Bulletin of the American Physical Society
71st Annual Meeting of the APS Division of Fluid Dynamics
Volume 63, Number 13
Sunday–Tuesday, November 18–20, 2018; Atlanta, Georgia
Session G10: Bubbles: Nucleation and Coalescence
10:35 AM–12:32 PM,
Monday, November 19, 2018
Georgia World Congress Center
Room: B215
Chair: Olivier Coutier-Delgosha, Virginia Polytechnic Institute
Abstract ID: BAPS.2018.DFD.G10.3
Abstract: G10.00003 : Cavitation bubble induced wall shear stress
(Author Not Attending)
Presenter:
Qingyun Zeng
(Nanyang Technological University, Nanyang Technological University)
Authors:
Qingyun Zeng
(Nanyang Technological University, Nanyang Technological University)
Silvestre Roberto Gonzalez-Avila
(Otto von Guericke University Magdeburg, Otto von Guericke University Magdeburg)
Claus-Dieter Ohl
(Otto von Guericke University Magdeburg)
The shear flow generated by a collapsing cavitation bubble near a rigid boundary is relevant in surface cleaning, cell membrane poration and enhanced cooling among other applications.

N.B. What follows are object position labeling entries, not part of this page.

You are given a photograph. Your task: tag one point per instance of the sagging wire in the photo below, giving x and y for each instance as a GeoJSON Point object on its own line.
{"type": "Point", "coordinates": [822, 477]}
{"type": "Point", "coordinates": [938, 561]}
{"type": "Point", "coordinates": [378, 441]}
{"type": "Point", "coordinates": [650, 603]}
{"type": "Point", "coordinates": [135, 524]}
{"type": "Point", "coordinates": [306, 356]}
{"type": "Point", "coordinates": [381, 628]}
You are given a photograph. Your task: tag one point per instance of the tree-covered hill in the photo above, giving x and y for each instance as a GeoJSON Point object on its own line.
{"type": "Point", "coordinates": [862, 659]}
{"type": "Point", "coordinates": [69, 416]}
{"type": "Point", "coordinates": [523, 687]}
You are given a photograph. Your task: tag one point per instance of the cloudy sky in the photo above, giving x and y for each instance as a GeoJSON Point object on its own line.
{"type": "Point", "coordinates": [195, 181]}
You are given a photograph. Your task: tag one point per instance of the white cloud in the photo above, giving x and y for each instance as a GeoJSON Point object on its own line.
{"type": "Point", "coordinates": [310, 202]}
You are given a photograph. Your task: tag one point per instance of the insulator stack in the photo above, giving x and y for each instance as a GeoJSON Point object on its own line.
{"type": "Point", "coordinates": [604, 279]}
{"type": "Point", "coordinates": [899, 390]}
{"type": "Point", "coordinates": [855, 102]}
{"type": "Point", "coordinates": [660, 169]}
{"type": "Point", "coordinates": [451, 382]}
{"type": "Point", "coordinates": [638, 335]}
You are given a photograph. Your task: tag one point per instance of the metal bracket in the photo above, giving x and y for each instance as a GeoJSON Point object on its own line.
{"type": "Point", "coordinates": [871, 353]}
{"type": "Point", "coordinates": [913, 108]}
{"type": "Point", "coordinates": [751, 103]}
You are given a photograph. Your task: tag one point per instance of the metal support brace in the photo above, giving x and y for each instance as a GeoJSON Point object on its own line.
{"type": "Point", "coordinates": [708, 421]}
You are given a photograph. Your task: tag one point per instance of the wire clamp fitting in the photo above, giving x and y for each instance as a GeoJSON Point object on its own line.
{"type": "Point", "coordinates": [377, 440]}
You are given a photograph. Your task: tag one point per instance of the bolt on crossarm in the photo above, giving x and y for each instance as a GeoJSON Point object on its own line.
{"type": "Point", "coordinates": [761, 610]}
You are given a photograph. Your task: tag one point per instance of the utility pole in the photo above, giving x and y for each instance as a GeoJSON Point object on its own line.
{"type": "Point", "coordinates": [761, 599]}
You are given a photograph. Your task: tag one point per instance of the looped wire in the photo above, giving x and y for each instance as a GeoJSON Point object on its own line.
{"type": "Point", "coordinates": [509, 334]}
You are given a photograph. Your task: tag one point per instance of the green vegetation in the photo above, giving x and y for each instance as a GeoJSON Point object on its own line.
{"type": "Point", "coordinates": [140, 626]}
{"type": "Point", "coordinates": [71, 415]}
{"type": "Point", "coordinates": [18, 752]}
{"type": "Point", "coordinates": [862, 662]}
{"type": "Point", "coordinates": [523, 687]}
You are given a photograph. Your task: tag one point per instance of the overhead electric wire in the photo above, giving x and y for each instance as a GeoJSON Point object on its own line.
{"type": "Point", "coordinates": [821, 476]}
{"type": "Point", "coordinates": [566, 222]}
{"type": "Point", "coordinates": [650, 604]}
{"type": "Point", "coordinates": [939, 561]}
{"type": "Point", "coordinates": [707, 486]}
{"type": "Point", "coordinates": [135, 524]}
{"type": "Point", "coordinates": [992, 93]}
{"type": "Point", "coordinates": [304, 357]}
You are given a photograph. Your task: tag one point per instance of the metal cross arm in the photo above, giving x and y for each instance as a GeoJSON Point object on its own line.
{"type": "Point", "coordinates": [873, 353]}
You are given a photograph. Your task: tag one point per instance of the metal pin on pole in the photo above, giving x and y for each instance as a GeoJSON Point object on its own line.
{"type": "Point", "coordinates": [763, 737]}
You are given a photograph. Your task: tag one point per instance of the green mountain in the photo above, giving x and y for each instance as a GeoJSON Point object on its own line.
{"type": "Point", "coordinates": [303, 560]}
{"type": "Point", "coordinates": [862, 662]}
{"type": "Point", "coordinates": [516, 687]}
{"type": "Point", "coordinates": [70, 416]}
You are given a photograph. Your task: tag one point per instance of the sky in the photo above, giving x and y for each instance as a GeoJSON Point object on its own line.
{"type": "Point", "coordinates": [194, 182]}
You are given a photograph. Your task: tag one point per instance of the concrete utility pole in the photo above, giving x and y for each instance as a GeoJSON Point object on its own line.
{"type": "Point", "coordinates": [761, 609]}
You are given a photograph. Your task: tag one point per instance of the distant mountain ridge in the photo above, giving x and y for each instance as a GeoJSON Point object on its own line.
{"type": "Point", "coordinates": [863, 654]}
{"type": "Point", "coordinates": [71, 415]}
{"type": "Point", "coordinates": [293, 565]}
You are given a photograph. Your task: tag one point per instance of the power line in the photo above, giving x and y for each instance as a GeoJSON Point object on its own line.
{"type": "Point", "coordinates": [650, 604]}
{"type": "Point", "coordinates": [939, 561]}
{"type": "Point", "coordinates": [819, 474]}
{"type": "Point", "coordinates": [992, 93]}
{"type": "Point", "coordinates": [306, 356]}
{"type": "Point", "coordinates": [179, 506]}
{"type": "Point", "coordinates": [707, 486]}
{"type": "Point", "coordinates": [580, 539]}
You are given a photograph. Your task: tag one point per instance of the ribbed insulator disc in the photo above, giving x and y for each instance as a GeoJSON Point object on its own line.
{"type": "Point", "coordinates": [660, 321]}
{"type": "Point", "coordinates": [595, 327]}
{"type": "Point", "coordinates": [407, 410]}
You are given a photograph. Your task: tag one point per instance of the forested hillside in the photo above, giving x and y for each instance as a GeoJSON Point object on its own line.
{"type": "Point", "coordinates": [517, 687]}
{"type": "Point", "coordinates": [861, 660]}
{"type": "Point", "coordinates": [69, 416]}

However, neither the spatio-temporal distribution nor the magnitude of the shear stress is well known. Here we report the recent simulations of the wall shear stress induced by a single bubble. The simulation is done based on a compressible two-phase Volume of Fluid (VOF) solver from the OpenFOAM framework. We focus on the result for a non-dimensional distance, γ≈1.0 (γ=h/Rmax, where h is the distance of the initial bubble center to the boundary, and Rmax is the maximum spherical equivalent radius of the bubble). The flow region with constant shear rate in the boundary layer is reproduced with a locally refined mesh spacing Δx=0.05 μm. Very high stresses of 100 kPa are found during the early spreading of the high-speed transient jet from the collapsing bubble. Later the main spreading flow and the re-expansion of the toroidal bubble together produce a vortex ring, which stabilizes the flow and thereby slows down the decay of the shear stress. In particular, a spatio-temporal map on the wall shear stress is provided, which summarizes the complex distribution of the shear stress.